Following a flooding, residents realised the importance of Disaster Risk Reduction. Last year, 28 villages comprising of about 3,000 villagers decided to build a dam in order to protect themselves from the wrath of river. The entire construction was led by Disaster Management Committees with the cooperation of village council, the government and other NGOs. Villagers worked together to collect materials. They collected 2,000 bamboos, 8,000 sacks and approximately 200,000 Takas (equivalent to HK$18,500). Village council led the whole process, with young and old people working together. Some of them were responsible for setting up the dam structure with bamboo poles, while others filled the sacks with sand and stones. At the end, they built a 30-foot high and one-kilometer long dam. This dam could protect villagers in 28 villages and 100 hectares of farmland (equivalent to 100 standard football fields). The action of villagers building dam in one heart received local news coverage and received appreciation from government officials.

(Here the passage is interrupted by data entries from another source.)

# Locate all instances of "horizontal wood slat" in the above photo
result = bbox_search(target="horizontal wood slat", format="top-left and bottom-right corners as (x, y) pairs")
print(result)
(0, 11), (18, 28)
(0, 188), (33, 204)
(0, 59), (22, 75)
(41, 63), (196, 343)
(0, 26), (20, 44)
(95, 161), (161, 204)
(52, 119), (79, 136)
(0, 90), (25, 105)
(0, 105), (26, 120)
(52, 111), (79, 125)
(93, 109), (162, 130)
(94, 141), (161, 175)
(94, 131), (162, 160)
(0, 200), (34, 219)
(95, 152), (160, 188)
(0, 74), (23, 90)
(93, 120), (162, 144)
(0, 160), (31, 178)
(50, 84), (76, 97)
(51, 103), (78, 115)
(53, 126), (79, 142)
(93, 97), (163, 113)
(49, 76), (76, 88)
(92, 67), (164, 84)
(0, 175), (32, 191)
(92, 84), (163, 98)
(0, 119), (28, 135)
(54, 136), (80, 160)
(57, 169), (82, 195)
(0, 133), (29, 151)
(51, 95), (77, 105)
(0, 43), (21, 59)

Unfortunately, when CEDAR staff visited the community this year, they found that the above dam was no longer there, because the dam got destroyed by a super flood last year. However, this construction project had indeed demonstrated the great capacity of villagers in 28 villages in which they cooperated across villages and practised division of labour to collect different materials, and even engaged government department to participate in community development.


Disaster prevention may not be easy but the experience of Bangladeshi residents proved that despite facing difficulties, we still have to keep going and learn from failures!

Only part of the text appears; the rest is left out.